Es gibt Texte oder Lieder, die sich im Herzen für eine Zeit festsetzen und immer wieder zu sprechen beginnen. Besonders Lieder sind dazu geeignet, weil sie durch die Melodie schneller „zu Herzen“ gehen. Ein solches Lied ist für mich das nachfolgende:

 Meine Zeit steht in deinen Händen. Nun kann ich ruhig sein, ruhig sein in dir. Du gibst Geborgenheit, du kannst alles wenden.
Gib mir ein festes Herz, mach es fest in dir. (Refrain)

  1. Sorgen quälen und werden mir zu groß. Mutlos frag ich: Was wird morgen sein? – Doch du liebst mich, du lässt mich nicht los.

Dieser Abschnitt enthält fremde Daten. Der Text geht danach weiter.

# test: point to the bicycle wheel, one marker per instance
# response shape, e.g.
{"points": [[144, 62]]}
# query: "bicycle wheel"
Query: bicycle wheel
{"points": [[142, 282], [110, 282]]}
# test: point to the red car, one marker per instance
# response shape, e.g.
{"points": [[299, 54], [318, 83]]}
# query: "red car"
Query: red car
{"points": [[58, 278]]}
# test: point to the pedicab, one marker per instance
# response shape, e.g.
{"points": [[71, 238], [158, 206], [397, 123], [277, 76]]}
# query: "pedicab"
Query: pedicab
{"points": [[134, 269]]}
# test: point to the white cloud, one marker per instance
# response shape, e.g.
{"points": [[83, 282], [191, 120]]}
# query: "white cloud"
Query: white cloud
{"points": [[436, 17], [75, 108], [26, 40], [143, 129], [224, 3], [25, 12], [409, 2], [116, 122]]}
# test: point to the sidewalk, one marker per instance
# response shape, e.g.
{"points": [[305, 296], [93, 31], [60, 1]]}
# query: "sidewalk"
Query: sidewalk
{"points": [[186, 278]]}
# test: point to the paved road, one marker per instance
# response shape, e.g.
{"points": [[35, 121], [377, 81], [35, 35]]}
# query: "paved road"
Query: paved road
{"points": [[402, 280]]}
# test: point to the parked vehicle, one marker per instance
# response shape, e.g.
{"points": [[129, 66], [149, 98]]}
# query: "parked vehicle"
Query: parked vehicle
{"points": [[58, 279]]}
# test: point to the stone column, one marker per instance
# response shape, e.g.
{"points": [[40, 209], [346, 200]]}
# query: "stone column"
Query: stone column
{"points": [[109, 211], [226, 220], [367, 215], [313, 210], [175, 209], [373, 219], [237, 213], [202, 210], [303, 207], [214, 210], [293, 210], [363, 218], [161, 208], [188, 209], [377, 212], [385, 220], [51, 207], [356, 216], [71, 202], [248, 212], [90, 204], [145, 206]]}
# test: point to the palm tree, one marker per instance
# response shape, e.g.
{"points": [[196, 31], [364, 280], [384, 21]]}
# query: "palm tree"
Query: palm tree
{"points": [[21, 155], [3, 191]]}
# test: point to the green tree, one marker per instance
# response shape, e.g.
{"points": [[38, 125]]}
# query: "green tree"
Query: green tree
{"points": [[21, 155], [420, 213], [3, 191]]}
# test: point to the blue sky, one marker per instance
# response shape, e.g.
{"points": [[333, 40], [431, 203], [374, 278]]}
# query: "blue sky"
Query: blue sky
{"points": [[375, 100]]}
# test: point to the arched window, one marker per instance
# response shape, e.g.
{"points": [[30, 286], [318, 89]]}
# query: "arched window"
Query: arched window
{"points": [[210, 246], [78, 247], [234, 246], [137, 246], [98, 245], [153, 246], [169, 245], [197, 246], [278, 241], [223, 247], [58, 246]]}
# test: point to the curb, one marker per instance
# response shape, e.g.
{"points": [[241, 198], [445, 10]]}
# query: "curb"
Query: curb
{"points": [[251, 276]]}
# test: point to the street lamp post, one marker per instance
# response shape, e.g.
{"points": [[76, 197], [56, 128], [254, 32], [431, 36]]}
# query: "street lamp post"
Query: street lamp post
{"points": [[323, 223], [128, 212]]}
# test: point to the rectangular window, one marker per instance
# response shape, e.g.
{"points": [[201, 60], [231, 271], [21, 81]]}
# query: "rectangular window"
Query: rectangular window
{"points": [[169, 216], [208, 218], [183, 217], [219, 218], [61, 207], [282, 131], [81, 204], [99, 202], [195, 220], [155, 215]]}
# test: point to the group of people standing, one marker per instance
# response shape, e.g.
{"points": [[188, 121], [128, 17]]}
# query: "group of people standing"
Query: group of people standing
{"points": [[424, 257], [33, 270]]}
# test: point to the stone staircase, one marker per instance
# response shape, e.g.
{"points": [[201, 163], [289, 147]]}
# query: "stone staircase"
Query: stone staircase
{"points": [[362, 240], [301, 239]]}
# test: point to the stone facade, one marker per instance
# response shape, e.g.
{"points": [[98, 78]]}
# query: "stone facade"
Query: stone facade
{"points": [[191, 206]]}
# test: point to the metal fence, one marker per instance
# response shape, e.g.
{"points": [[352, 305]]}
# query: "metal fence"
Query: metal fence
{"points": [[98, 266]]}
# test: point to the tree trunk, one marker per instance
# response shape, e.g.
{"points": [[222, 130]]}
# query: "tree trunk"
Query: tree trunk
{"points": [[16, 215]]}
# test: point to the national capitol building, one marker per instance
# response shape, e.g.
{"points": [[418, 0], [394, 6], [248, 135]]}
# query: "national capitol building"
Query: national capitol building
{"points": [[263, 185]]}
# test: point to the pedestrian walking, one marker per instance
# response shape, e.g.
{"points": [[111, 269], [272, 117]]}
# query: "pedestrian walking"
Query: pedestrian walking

Vater, du wirst bei mir sein.
  2. Hast und Eile, Zeitnot und Betrieb nehmen mich gefangen, jagen mich. – Herr, ich rufe: Komm und mach mich frei. Führe du mich Schritt für Schritt.
  3. Es gibt Tage, die bleiben ohne Sinn. Hilflos seh ich, wie die Zeit verrinnt. – Stunden, Tage, Jahre gehen hin und ich frag, wo sie geblieben sind.

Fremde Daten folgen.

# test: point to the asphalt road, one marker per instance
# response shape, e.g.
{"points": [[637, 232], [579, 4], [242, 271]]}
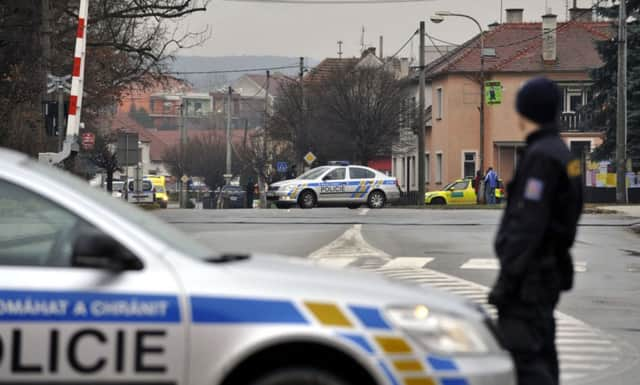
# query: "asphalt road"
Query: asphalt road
{"points": [[599, 328]]}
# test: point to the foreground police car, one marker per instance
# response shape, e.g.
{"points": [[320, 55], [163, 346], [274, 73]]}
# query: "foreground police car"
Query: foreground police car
{"points": [[336, 185], [95, 291]]}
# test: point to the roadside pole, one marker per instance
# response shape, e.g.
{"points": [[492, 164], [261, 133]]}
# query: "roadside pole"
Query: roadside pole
{"points": [[421, 122], [183, 194], [622, 196], [228, 169]]}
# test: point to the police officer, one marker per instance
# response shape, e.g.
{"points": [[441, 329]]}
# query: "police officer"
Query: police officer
{"points": [[544, 202]]}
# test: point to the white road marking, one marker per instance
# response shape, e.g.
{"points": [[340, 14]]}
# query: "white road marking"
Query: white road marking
{"points": [[349, 244], [481, 264], [407, 262], [580, 267], [494, 264], [584, 357], [336, 262]]}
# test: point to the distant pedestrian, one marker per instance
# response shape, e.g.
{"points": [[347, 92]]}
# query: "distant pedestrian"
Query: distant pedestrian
{"points": [[249, 188], [477, 182], [490, 184], [293, 172], [538, 229]]}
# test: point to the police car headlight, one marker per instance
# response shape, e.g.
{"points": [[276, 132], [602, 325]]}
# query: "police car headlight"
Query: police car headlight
{"points": [[440, 332]]}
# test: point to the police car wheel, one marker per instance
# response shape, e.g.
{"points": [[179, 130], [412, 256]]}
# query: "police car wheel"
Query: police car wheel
{"points": [[299, 376], [307, 199], [376, 200]]}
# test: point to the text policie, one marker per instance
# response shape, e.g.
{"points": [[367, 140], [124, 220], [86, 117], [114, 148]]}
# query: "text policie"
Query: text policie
{"points": [[67, 349]]}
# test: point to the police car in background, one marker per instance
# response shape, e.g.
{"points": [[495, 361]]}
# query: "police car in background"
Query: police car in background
{"points": [[339, 184], [93, 290]]}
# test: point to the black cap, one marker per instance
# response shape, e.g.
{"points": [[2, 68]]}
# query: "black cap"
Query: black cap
{"points": [[539, 101]]}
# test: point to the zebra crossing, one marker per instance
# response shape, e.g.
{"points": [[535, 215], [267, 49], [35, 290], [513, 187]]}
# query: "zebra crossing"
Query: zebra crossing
{"points": [[586, 354]]}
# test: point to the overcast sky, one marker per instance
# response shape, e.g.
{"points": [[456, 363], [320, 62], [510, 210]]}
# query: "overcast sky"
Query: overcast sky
{"points": [[255, 28]]}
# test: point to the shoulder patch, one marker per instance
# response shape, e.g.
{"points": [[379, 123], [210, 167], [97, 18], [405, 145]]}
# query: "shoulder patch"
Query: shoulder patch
{"points": [[533, 190], [573, 169]]}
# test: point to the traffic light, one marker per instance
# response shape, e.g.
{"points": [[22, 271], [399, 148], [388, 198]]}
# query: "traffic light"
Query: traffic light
{"points": [[50, 116]]}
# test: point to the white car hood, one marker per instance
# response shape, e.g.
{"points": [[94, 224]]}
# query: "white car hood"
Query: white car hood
{"points": [[292, 181], [296, 279]]}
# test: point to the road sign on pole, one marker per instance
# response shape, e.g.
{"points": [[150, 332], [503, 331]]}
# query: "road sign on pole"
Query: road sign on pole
{"points": [[310, 158], [282, 167], [88, 140], [493, 92]]}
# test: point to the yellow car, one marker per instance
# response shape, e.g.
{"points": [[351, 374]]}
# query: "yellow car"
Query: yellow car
{"points": [[460, 192], [158, 182]]}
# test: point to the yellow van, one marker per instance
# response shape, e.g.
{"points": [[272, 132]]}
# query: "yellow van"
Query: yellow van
{"points": [[158, 182]]}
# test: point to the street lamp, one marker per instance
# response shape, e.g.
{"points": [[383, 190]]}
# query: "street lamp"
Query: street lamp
{"points": [[438, 18]]}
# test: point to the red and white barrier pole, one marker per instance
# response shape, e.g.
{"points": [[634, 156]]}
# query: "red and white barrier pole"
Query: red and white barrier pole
{"points": [[75, 100]]}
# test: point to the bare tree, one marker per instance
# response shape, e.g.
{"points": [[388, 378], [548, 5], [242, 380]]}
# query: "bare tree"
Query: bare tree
{"points": [[204, 156], [104, 157], [354, 114], [127, 41], [364, 105]]}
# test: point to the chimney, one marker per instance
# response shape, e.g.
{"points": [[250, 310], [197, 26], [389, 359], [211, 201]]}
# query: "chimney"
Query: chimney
{"points": [[583, 15], [549, 38], [370, 50], [515, 15]]}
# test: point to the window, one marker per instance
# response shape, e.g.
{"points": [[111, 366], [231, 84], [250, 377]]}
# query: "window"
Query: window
{"points": [[361, 173], [439, 100], [469, 166], [337, 174], [427, 168], [413, 171], [439, 168], [35, 232]]}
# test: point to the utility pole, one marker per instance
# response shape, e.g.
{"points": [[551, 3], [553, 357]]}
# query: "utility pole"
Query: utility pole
{"points": [[229, 112], [421, 122], [183, 146], [60, 118], [482, 102], [45, 40], [266, 156], [303, 120], [621, 120]]}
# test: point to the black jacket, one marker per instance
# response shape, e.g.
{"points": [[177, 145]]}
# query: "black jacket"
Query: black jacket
{"points": [[544, 203]]}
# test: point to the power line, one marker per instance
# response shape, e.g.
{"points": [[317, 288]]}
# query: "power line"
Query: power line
{"points": [[332, 2], [432, 38], [405, 44], [229, 71]]}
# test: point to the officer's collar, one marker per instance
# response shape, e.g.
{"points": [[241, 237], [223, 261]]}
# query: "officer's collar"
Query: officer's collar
{"points": [[544, 130]]}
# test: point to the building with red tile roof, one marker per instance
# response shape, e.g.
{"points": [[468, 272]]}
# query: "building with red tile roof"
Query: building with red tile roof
{"points": [[514, 52]]}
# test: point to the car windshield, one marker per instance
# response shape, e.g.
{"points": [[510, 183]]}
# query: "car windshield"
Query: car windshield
{"points": [[314, 173], [447, 187], [162, 231]]}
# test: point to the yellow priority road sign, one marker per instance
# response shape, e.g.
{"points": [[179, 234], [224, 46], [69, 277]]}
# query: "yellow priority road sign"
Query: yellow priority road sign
{"points": [[310, 158], [493, 92]]}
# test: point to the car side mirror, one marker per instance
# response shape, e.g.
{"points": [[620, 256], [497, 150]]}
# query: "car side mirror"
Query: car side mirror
{"points": [[97, 250]]}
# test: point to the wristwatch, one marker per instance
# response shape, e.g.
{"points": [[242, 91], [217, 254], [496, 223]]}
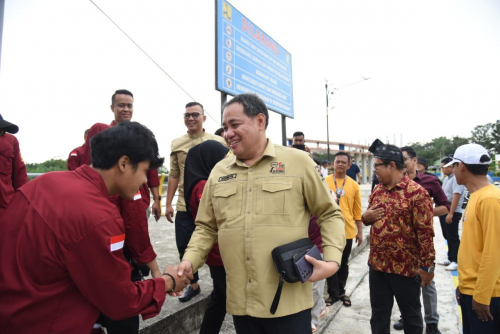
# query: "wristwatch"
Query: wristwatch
{"points": [[430, 270]]}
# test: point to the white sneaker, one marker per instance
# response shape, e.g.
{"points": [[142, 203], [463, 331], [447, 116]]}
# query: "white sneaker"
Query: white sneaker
{"points": [[445, 262], [452, 266]]}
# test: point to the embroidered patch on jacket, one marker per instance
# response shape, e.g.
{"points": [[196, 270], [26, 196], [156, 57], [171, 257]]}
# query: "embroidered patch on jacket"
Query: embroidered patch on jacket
{"points": [[319, 172], [117, 242], [277, 168], [227, 177], [137, 195]]}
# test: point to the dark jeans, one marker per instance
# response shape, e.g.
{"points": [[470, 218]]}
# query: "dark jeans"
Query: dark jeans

Ich habe mich gefragt, warum mich dieses Lied so angesprochen hat. Einige Gedanken dazu: Gerade in den Strophen des Liedes erkenne ich mich selber wieder und das, was unsere moderne Zeit ausmacht. Sie drücken ein gewisses Getrieben- und Gehetzt-Sein aus. Vieles gilt es zu erledigen. Vieles muss erledigt werden. Manches wächst einem über den Kopf. Aber wo bleibt die Zeit zum Leben? Wo ist der Sinn in alldem, was ich mache und was mich umtreibt? Und vor allem, wo finde ich Halt und Rückhalt in meinem Leben?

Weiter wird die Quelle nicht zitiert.